We are planning to organise other festivities to promote the unique culture of the 12 ethnic minorities in the province. I hope local authorities will assist us quickly. In addition, we would like to connect to other tourism investors to diversify tourist offerings and attract more visitors.
I believe that tightened cooperation between companies like us and local authorities will help awaken the sleeping beauty of many Vietnamese localities effectively.
Those are the measures being implemented at this period, yet in the long run we will continue deploying hygiene measures so that visitors will feel absolutely safe and convenient when staying at our resort venues and other national attractions even after COVID-19 has been contained.
Kim Tae Hee - Head of Capital Markets and Trading Division, Shinhan Bank
With successful preventive measures against COVID-19, Vietnam is still the brightest economic spot thanks to its two engines of growth of export demand and domestic consumption.
The economy has recorded 2.12 per cent GDP growth during the first nine months of 2020 despite negative growth in most parts of the world.
In the months ahead, the World Bank and other financial institutions forecast an annual growth rate of 2.8-3 per cent for Vietnam in 2020, and a return to pre-crisis growth of 6.8-7.8 per cent in 2021.
And Vietnam’s exports shall continue to outperform and attract foreign investment inflows from many countries such as South Korea and Japan thanks largely to several reasons.
First of all, there are the free trade agreements with major trade partners, especially the EU, which is resulting in $700 million of goods to the EU after just months of implementation.
Secondly, many multinational companies have relocated to Vietnam or are still considering it.
Thirdly, a stable and sound financial market in Vietnam will support its high economic growth. The State Bank of Vietnam has stabilised the financial market and carried out monetary easing, including reducing interest rates, by keeping abreast of government fiscal policy.

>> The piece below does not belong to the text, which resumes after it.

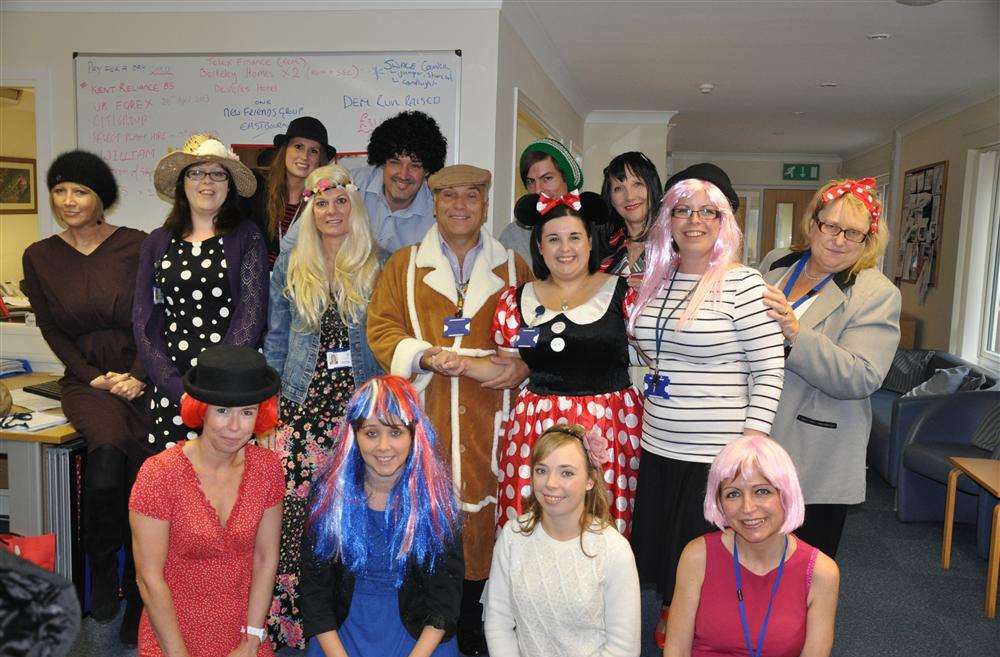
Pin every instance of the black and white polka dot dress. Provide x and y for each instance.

Besides, the hope for a COVID-19 vaccine also keeps the global economy alive, and it will accelerate the economy of Vietnam. However, this country still faces challenges ahead with uncertainty and high volatility of the global market led by the upcoming US presidential election.
In addition, further deterioration of loan quality in the banking system during COVID-19 could be a challenge as well.
Therefore, to seize the opportunity after the pandemic, the government needs to operate flexibly and open up the capital market to attract more foreign direct investment and foreign institute investor funding.